For now, the police were managing to keep things under control, if barely. There had been some looting in Adamsdown and Canton, but that was hardly surprising, and elsewhere in the city things were strained but still relatively calm. That didn't look like it was going to last long. Automatons were everywhere, some of them attacking people or each other, some just standing there, some acting confused or erratic. Almost two thirds of the people on the news footage showed some evidence of infection.

His search of the archives was turning up nothing. The search-and-analyse Tosh had run earlier was still the best they had, and it was so sketchy it didn't tell him much more than he already knew. Whatever connection Torchwood London had had to this virus, they had covered their tracks thoroughly.

He finally wrapped up his conversation with the Downing Street Chief of Staff, which mostly consisted of him saying “Uh-huh” as the man ranted, and repeating the phrases “We're doing everything in our power to handle the situation” and “I'll inform you as soon as we have any news whatsoever, sir” as often as necessary. Damn Jack for running off and leaving them, anyway.

There was just no way he was going to be able to do this without coffee. He'd been avoiding the thought as long as he could, but coffee was his comfort, the thing that steadied him and made him believe that he could manage, no matter how bad the situation was. Just the smell of it made him feel calmer and more in control. The fact that this thing in his head had complicated that —had ruined it— probably pissed him off more than anything else about the situation.

He didn't take the time to do anything complicated, as much as he wanted to. Just a mug of regular brew with a splash of cream. It was enough. He started sipping it as he walked back to his workstation. Slowly— he couldn't afford to let the interloper take control of his brain. It tasted absolutely fantastic.

He dove back into his work as soon as he got there, though. He decided the phone could just ring, no matter who was on the other end of the line, and focussed on squeezing information out of the archives. That was what he was best at.
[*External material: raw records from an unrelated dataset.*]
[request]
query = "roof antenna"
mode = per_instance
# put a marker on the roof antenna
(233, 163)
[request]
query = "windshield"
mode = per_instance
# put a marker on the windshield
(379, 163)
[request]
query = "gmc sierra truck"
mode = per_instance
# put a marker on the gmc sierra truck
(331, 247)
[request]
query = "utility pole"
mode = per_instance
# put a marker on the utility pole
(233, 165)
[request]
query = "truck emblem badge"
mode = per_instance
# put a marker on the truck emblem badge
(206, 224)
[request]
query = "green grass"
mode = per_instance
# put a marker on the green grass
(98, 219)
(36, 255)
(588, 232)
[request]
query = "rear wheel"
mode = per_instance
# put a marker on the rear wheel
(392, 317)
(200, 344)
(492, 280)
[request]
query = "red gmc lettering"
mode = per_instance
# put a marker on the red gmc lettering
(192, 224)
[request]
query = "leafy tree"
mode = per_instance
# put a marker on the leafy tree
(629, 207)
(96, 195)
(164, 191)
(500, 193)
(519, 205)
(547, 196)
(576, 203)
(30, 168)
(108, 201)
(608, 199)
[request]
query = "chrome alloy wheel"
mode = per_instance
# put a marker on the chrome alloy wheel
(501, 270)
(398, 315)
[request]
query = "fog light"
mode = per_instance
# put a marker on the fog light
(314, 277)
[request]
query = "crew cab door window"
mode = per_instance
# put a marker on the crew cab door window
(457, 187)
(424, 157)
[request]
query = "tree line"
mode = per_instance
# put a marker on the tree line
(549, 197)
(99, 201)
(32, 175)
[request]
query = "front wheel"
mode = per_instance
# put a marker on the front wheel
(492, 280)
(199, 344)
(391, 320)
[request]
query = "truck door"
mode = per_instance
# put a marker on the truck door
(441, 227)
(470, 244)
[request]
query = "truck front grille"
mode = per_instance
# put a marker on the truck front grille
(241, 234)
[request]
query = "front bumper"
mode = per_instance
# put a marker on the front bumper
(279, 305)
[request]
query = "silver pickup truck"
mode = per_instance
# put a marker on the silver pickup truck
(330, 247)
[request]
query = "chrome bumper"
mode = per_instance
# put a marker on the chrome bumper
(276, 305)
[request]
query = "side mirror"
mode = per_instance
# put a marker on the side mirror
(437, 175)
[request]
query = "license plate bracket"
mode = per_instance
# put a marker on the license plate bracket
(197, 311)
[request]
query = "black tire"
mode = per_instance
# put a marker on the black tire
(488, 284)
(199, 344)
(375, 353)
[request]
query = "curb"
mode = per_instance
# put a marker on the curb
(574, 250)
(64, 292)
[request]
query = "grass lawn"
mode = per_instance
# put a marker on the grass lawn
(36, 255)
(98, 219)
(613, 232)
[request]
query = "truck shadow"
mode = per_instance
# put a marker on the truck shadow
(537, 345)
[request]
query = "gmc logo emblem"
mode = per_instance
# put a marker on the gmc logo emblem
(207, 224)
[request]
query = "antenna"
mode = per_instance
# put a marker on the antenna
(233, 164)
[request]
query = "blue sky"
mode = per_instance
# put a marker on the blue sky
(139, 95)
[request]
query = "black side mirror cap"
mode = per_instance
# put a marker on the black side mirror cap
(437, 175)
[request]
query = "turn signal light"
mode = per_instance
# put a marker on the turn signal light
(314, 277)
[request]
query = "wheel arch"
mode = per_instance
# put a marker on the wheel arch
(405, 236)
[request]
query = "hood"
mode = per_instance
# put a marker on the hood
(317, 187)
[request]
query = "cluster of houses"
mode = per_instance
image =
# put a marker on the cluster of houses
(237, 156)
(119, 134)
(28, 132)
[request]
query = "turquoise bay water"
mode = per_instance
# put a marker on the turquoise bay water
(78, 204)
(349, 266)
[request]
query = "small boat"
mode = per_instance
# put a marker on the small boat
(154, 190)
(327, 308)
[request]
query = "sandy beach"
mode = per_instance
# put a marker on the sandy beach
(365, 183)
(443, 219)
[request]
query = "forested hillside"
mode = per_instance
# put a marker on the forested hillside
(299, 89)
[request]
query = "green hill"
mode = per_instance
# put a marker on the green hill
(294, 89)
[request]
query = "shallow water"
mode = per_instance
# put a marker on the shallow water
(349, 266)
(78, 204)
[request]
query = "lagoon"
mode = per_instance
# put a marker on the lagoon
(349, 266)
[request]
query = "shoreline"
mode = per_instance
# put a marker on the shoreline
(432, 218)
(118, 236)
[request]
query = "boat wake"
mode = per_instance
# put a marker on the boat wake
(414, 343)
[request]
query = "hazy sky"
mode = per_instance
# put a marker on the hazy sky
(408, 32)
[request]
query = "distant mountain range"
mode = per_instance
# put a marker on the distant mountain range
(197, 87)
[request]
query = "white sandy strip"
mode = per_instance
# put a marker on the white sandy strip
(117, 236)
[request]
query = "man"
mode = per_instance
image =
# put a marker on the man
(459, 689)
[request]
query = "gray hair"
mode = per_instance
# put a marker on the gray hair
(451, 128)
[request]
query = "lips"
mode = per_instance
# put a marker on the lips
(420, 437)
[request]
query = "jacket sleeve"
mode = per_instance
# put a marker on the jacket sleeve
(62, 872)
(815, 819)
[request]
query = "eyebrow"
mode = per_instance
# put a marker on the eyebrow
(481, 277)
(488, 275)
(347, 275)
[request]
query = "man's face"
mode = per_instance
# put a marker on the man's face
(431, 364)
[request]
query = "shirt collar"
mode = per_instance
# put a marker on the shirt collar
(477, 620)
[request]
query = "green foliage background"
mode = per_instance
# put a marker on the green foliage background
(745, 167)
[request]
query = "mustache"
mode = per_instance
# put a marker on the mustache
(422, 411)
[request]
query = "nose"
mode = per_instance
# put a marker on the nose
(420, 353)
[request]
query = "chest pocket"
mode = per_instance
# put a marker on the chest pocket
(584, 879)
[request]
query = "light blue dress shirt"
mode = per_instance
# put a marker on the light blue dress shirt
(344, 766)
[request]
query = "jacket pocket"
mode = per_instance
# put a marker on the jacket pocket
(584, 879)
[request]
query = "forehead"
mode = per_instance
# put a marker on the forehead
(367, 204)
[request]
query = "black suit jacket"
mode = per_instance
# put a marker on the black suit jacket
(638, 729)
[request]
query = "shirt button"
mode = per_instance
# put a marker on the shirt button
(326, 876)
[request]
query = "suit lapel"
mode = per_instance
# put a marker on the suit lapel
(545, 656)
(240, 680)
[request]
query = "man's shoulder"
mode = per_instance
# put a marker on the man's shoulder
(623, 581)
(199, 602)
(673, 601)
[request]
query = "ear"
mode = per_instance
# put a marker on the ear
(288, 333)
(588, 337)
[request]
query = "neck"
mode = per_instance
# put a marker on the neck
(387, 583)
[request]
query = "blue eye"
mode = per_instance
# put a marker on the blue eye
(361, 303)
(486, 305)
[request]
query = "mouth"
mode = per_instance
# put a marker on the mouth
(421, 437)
That was how he was most likely to make a difference.

[ATTEMPT A SEARCH WITH PARAMETERS ' ASHTON-UNDER-LYNE' AND 'RODERICK']

The voice was so quiet he almost didn't notice it. He found himself opening a new search window and typing in the terms before he realised the source of the idea. He clicked it closed. [Bugger off!] he thought viciously

[ASSISTANCE REQUESTED YES NO?]

[What does that even mean?]

[ATTEMPTING. I. I AM ATTEMPTING]

Was it glitching again? Was he going to start spewing random information again? Blacking out?
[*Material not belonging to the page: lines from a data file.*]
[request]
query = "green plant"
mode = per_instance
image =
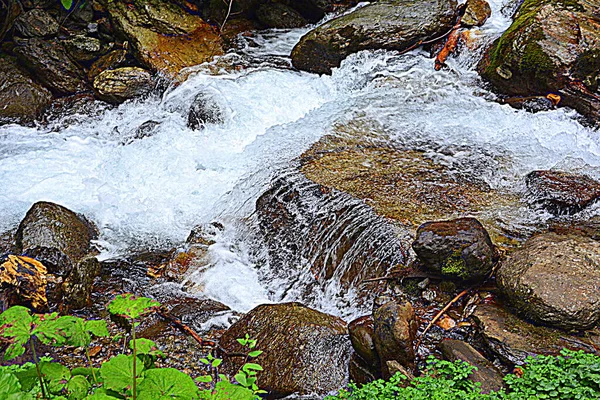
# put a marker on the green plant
(570, 376)
(125, 376)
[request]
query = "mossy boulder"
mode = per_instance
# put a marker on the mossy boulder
(305, 351)
(551, 47)
(118, 85)
(458, 249)
(61, 240)
(553, 280)
(386, 24)
(22, 100)
(165, 37)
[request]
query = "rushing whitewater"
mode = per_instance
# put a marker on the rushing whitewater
(151, 191)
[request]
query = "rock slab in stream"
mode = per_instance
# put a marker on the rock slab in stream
(305, 351)
(552, 46)
(554, 280)
(61, 240)
(118, 85)
(49, 63)
(386, 24)
(21, 99)
(562, 192)
(459, 248)
(487, 374)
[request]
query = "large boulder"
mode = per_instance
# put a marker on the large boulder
(61, 240)
(305, 351)
(386, 24)
(164, 37)
(554, 280)
(36, 23)
(395, 329)
(459, 248)
(562, 192)
(511, 340)
(21, 99)
(551, 47)
(118, 85)
(49, 63)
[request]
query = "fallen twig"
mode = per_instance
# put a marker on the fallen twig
(167, 315)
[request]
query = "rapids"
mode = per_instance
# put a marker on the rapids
(150, 192)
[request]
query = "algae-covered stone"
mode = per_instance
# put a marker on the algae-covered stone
(551, 47)
(118, 85)
(512, 340)
(460, 248)
(386, 24)
(164, 37)
(305, 351)
(21, 99)
(554, 280)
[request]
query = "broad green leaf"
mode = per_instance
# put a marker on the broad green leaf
(67, 4)
(78, 387)
(118, 372)
(228, 391)
(130, 306)
(166, 384)
(97, 328)
(146, 346)
(9, 384)
(15, 324)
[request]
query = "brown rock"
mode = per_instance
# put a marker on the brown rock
(395, 327)
(562, 192)
(487, 374)
(305, 351)
(554, 280)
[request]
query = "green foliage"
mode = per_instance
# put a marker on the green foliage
(570, 376)
(125, 376)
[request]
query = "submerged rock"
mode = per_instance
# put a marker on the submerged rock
(554, 280)
(551, 47)
(49, 63)
(305, 351)
(512, 340)
(61, 240)
(164, 37)
(36, 23)
(278, 15)
(562, 192)
(21, 99)
(487, 374)
(460, 248)
(395, 328)
(476, 13)
(204, 110)
(386, 24)
(118, 85)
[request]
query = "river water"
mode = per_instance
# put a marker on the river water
(150, 192)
[I AM ATTEMPTING TO . . . HELP YOU]

Nausea cramped his stomach. God, it was trying to talk to him. Like a . . . person.

[I AM... AM NOT. I AM NOT YOUR ENEMY, IANTO]

Ianto reached out spasmodically and flung his mug to the floor with a violent shove. The crack of the ceramic shattering sounded like breaking bone. The smell of coffee made him want to retch. [Go to hell.] he thought.